Bazen öyle bir cümleye rastlarız ki kitapta, o tek cümleden koca bir roman yazılabilir... Bu grup, işte o sözler için...
Dip Not: Her kitap için ya da her yazar için bir konu açıp, o kitaptan veya yazardan alıntıları ekleyebilirz. Bol konulu, bol alıntılı, boooollll paylaşımlı bir grup olması dileğimle :)
"Ama ne yazik ki ben kapali sandiklarin icindeki koyunlari goremem.Belki ben de buyukler gibiyim biraz,yaslanmis olacagim."
“Yıldızlar, başka başka insanlara farklı şeyler ifade ederler. Bazıları için sadece gökyüzünde titreyen ışıklardır. Yolcular içinse, bir rehberdirler. Bilim adamları için fikir kaynağıdırlar. Şu benim iş adamı içinse zenginlik. Ama herkes için sessizdirler. Sen hariç...”
''İnsan herkesten verebileceklerini istemeli. Bir otoritenin kabul görmesi mantıklı olmasına bağlıdır.''
''Küçük prens, ''İnsanlar nerede?'' diye nazikçe sordu.
Çiçek bir kez bir kervanın geçtiğini görmüştü.
''İnsanlar mı? dedi. ''Sanırım onlardan altı ya da yedi tane var. Bir kaç yıl önce görmüştüm. Ama nerede olduklarını kimse bilemez. Rüzgar sürüklüyor onları. Kökleri yok, bu yüzden de yaşam onlar için güç.''
" İnsan binlerce, milyonlarca yıldızın birinde yaşayan eşsiz bi tek çiçeği seviyorsa, yıldızlara bakmakla bile mutlu olur. "Çiçeğim oralarda bi yerdedir" der. Ama koyun çiçeği yerse, sanki yıldızların hepsi birden sönüverir. Bu da mı önemli değil? "
" Öyleyse kendi kendini yargılarsın, dedi kral. Kendini yargılamak başkalarını yargılamaktan daha zordur. Kendini iyi yargılamayı başarırsan, gerçek bilgeliğe eriştin demektir. "
"Büyükler sayılara bayılırlar. Tutalım, onlara yeni edindiğiniz bir arkadaştan söz açtınız, asıl sorulacak şeyleri sormazlar. Sesi nasılmış, hangi oyunları severmiş, kelebek biriktirir miymiş, sormazlar bile. Kaç yaşında, derler, Kaç kardeşi var?

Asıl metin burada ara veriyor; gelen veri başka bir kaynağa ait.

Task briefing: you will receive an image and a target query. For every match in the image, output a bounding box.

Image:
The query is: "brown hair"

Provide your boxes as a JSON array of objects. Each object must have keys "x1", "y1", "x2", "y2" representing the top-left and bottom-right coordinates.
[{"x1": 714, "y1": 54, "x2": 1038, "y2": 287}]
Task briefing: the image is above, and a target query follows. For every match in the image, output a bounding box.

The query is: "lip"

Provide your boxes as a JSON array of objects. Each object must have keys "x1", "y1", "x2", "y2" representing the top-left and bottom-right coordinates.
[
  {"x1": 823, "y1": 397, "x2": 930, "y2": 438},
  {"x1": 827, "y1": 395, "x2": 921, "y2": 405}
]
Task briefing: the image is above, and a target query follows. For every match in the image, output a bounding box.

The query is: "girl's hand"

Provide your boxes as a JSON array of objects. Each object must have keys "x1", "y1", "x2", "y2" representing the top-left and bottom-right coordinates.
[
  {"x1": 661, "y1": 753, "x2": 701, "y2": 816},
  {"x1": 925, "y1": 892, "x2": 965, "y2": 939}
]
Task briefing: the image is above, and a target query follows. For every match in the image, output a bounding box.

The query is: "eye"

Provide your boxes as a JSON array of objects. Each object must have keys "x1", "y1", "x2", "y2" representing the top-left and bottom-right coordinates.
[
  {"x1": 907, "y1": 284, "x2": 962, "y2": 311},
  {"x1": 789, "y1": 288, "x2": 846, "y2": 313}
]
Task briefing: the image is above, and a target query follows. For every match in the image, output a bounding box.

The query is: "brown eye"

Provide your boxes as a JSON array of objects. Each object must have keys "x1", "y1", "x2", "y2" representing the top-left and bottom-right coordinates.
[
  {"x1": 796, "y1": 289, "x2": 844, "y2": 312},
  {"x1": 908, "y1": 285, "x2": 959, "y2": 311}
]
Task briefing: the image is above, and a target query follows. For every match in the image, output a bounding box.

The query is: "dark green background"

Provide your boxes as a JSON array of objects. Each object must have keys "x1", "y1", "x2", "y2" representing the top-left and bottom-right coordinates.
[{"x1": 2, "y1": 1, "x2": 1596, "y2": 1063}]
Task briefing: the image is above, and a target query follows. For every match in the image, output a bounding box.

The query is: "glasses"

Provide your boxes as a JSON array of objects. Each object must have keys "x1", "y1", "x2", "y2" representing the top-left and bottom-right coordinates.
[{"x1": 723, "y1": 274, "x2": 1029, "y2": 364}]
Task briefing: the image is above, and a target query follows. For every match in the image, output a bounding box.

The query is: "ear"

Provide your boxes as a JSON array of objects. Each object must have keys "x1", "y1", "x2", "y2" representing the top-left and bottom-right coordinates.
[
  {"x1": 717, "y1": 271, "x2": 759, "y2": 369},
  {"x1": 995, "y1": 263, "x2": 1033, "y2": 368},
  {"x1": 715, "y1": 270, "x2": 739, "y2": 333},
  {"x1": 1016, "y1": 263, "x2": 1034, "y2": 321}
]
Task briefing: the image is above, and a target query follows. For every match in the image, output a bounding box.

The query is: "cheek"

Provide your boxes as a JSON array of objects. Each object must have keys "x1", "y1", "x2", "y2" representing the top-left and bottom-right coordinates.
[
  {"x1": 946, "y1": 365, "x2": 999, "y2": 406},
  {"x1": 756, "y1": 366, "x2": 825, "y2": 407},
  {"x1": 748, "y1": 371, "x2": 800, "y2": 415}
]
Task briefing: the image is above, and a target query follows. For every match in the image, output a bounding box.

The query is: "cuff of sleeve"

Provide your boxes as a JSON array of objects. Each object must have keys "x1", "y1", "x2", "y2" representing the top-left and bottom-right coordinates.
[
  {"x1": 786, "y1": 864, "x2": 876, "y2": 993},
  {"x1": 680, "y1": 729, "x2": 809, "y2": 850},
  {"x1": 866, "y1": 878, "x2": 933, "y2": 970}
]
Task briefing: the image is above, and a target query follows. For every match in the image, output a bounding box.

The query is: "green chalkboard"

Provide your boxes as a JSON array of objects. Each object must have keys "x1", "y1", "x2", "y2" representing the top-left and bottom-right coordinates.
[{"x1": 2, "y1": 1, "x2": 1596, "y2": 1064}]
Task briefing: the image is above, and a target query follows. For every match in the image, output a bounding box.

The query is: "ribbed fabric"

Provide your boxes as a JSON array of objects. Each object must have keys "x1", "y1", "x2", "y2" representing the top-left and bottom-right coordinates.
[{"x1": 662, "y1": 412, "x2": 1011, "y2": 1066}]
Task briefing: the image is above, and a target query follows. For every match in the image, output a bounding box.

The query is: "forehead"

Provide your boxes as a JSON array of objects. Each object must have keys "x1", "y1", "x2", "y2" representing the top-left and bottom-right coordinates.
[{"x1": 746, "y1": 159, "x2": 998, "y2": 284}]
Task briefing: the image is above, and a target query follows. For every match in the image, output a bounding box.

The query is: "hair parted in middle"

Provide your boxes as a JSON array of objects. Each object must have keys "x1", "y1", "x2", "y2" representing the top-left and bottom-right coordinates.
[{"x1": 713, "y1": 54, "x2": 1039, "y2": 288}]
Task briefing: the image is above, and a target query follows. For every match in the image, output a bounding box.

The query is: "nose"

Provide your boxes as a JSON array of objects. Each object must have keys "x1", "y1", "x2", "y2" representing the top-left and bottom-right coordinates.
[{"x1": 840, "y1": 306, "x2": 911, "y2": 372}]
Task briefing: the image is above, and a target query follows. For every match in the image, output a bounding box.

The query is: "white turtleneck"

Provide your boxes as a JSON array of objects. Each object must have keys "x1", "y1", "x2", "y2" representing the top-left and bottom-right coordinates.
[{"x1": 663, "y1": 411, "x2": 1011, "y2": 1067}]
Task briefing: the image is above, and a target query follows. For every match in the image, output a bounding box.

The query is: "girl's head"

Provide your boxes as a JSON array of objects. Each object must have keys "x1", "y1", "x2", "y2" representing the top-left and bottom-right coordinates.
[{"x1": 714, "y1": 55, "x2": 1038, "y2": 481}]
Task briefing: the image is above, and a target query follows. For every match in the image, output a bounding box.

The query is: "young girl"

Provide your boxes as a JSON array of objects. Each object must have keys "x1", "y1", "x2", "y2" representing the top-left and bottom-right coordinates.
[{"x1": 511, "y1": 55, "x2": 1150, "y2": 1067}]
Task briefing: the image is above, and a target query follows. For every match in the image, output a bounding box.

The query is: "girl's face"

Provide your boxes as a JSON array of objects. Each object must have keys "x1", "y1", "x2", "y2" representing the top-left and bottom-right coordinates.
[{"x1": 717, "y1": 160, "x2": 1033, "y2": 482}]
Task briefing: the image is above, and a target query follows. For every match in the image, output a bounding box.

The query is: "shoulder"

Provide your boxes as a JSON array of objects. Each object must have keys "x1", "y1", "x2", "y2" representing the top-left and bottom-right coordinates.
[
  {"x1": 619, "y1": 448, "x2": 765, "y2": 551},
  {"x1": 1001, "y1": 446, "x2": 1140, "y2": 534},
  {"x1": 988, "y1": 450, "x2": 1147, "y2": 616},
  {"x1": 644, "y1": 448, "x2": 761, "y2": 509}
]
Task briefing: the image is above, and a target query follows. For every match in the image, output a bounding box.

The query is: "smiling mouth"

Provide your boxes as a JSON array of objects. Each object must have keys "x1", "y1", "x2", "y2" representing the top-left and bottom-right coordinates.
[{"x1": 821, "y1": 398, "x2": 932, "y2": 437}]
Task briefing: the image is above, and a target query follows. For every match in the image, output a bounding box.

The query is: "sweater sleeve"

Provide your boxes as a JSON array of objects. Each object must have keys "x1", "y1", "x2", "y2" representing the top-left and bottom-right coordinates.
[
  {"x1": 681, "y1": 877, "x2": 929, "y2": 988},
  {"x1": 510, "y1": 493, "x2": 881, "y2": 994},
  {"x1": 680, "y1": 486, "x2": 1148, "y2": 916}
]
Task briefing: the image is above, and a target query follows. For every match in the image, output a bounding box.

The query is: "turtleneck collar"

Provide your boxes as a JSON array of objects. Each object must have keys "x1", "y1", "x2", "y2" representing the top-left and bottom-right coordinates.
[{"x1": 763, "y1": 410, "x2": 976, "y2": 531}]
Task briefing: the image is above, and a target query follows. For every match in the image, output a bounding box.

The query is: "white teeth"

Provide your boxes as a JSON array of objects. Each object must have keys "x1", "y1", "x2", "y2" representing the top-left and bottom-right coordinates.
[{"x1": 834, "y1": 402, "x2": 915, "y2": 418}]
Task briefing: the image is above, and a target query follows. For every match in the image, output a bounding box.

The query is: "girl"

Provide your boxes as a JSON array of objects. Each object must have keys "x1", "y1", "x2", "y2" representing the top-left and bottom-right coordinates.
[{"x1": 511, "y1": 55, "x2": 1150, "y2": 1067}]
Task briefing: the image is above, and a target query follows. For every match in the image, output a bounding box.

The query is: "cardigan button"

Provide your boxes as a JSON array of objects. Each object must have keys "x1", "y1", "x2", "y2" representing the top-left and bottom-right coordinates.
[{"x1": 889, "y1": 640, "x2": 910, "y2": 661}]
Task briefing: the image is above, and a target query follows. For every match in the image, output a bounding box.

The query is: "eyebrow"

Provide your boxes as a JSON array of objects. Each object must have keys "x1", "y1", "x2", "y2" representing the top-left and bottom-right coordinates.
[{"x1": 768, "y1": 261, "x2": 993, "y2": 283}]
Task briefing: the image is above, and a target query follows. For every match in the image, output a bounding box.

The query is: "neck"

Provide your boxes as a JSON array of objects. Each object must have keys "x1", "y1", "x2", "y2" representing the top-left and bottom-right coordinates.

Kaç kilo? Babası kaç para kazanıyor? Bu türlü bilgilerle onu tanıdıklarını sanırlar.
Deseniz ki: "Kırmızı kiremitli, güzel bir ev gördüm. Pencerelerde saksılar, çatısında kumrular vardı". Bir türlü gözlerinin önüne getiremezler bu evi. Ama "yüzbin liralık bir ev gördüm" deyin, bakın nasıl: "Aman ne güzel ev" diye haykıracaklardır."
"Gülünü bunca önemli kılan, uğrunda harcadığın zamandır."
"Acaba bir gün hepimiz kendi yıldızımızı yeniden bulalım diye mi yıldızlar böyle parlıyor?"
"Hep ayni saatte gelsen daha iyi olur, dedi tilki, sözgelimi öğleden sonra saat dörtte gelecek olsan, ben saat üçte mutlu olmaya başlarım. Her geçen dakika mutluluğum artar. Saat dört dedi mi meraktan yerimde duramaz olurum. Mutluluğumun armağanını bulup çıkarırım. Ama gelişigüzel gelirsen içimi sana hangi saatte hazırlayacağımı bilemem."